Although the term “postnatal depression” has become increasingly familiar over recent years, around a third of cases start in pregnancy. Of women depressed in pregnancy, around a third will have been depressed before they got pregnant.
There is no single cause for perinatal depression. Many factors are thought to contribute but the pathways are not fully understood.
The major psychological contributor is a prior history of depression. The biggest social contributors are experiencing domestic violence, low socioeconomic status and major negative life events. Biologically, women with genetic predisposition, chronic physical illness and more children appear to be at higher risk as well.

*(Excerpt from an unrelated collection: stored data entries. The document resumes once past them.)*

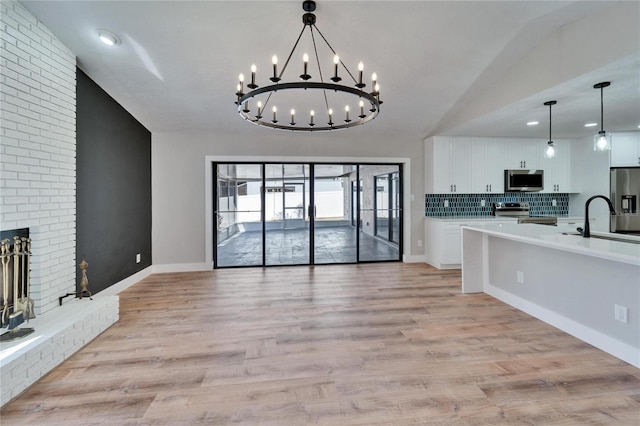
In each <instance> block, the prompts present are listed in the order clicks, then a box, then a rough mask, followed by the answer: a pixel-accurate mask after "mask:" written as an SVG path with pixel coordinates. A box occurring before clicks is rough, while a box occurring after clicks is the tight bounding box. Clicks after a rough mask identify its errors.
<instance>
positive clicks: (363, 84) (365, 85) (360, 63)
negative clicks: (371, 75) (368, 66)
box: [356, 61, 366, 89]
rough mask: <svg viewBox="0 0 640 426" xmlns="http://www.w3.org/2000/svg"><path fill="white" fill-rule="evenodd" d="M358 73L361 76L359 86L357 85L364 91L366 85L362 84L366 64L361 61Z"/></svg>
mask: <svg viewBox="0 0 640 426" xmlns="http://www.w3.org/2000/svg"><path fill="white" fill-rule="evenodd" d="M358 72H359V74H360V75H359V76H358V84H356V87H357V88H359V89H362V88H363V87H364V86H366V84H364V83H363V82H362V74H363V72H364V64H363V63H362V61H360V63H359V64H358Z"/></svg>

Aside from the distress of depression itself, untreated persistent depression can be associated with long-term implications for the physical, emotional and cognitive development of the child, although these effects are not inevitable.
Although rare, suicide among new mothers is a leading cause of death in the year following childbirth, particularly among women who are experiencing mental illness.
Despite this, it is important to note that most current evidence is based on data that wasn’t collected by following women and children longitudinally over time, so inferring cause and effect is difficult. The mechanisms of any link between perinatal depression and child development are poorly understood. The idea that a woman’s behaviour may negatively impact her child has been highlighted as a facet of “mother blaming culture” – the pathways involved are of course far more complex.